Schuld daran, dass die Stadt nicht mehr ist, was sie einmal zu sein versprach, sind wahlweise das zu große Sicherheitsbedürfnis, die profitorientierte Bauindustrie oder eine "veraltete dogmatische Gesetzgebung". Und auch an der Sprache der Architektur gibt es viel auszusetzen. Ihre Begriffe seien unscharf, so dass das Sprechen über Architektur nichts weniger als eine nicht genauer benannte "Revision seiner Axiome" erfordere. Und schon ist auch der Ruf nach einer neuen Wissenschaft nicht weit, der Habitologie, die keine "wabernd psychologisch-anthropologisch spekulierende Wissenschaft" sein sollte, sondern "den Macht-und Interessenstrukturen nachspürt, die sich in den Neubauten und urbanistischen Masterplänen abbilden oder hinter ihnen verbergen." Womit das neue Fach (indes bereits Antii Lovag verwendet den Begriff) dann auch schon weitgehend umrissen wäre.
Altes Stadtgefühl mit neuen Formen
Dem steht das ästhetische Ideal der italienischen Stadt gegenüber, geprägt vom prosperierenden Kaufmanns- und gerade erfundenen Bankierwesen der Renaissance. Sie bildet ein Modell von Urbanität, das zu zitieren die Stadtplanung der letzten Jahrzehnte nicht müde wurde. Maaks Kritik, hier präzise formuliert, leuchtet ein: Man baue zwar formale Hüllen nach, um dem lebendigen Stadtgefühl vergangener Zeiten nachzukommen, aber "man begreift nicht, dass man die strukturellen Bedingungen dieser Atmosphäre untersuchen und, um zu einer ähnlichen Stadtatmosphäre zu kommen, eventuell ganz andere Formen bauen muss." Indes, was lieben wir an den alten Städten so sehr, und wie ist das in Stadtplanung und Hausgestaltung einer neuen Stadt, die der Tatsache Rechnung trägt, dass die Zahl der Singlehaushalte und der Alten wächst, einzubringen?
Maaks Vorbild sind Lösungen aus Japan für eine Singlegesellschaft, implizit vorausgesetzt, die japanische Kultur des Zusammenlebens ließe sich auch auf andere Kulturen übertragen.
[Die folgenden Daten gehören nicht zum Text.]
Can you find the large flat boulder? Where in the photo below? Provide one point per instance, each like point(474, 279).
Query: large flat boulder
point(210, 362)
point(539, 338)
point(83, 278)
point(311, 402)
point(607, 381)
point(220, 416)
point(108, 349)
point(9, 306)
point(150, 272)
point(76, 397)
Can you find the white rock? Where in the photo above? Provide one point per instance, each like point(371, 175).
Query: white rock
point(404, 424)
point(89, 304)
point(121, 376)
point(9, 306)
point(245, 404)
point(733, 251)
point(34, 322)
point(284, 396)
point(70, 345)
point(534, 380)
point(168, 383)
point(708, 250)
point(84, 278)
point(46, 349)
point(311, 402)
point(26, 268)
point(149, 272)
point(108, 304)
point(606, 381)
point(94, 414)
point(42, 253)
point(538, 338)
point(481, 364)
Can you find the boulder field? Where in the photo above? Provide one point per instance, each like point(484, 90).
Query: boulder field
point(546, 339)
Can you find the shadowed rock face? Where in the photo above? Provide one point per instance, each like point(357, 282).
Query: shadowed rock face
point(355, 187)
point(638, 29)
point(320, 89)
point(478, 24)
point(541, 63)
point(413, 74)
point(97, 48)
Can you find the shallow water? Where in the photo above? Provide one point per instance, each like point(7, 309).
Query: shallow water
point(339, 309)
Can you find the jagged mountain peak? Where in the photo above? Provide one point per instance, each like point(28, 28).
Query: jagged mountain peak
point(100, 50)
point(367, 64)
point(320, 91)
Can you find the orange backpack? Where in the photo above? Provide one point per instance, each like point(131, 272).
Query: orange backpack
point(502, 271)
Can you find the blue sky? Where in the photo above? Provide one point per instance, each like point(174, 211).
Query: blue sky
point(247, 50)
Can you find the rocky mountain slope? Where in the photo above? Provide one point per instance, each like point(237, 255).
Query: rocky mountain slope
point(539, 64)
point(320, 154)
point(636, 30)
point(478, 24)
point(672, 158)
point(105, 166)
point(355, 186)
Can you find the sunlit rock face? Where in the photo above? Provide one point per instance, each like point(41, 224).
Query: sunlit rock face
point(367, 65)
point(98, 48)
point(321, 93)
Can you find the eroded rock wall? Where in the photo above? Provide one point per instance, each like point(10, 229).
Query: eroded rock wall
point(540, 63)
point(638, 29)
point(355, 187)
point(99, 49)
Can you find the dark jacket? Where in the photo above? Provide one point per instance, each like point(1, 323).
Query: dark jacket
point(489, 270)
Entwürfe, die kleine Wohneinheiten, große gemeinschaftlich zu nutzende Räume mit Bibliothek und Medienraum und bepflanzten Dächern vorsehen sowie einen "würdevollen" Eingang erinnern indes ein wenig an Hotelanlagen, in denen die Bewohner sich idealerweise um nichts kümmern müssen, außer um das, wonach ihnen gerade der Sinn steht. Maaks Vorstellung von neuen Gemeinschaften setzt auf gebildete Schichten, die ihr Auskommen gefunden haben und die Stadt genießen, um Kaffee trinken zu gehen, in kleinen Läden zu stöbern, die Stadt in einem wiederkehrenden Lieblingsbild als "Bühne" ihres Selbstentwurfs zu nutzen verstehen, und immer mal wieder ist die Rede von Grillabenden auf Dachterrassen, die als Inbegriff nachbarschaftlichen Miteinanders stehen. Hiermit kehrt der zornige Kritiker als geläuterter Held, der das Einfamilienhäuschen verließ, die japanischen Erfahrungen im Gepäck, mit befriedeten Architekturprojekten für sorgsam austarierte Bedürfnisse nach Rückzug und Gemeinschaft nach Hause zurück.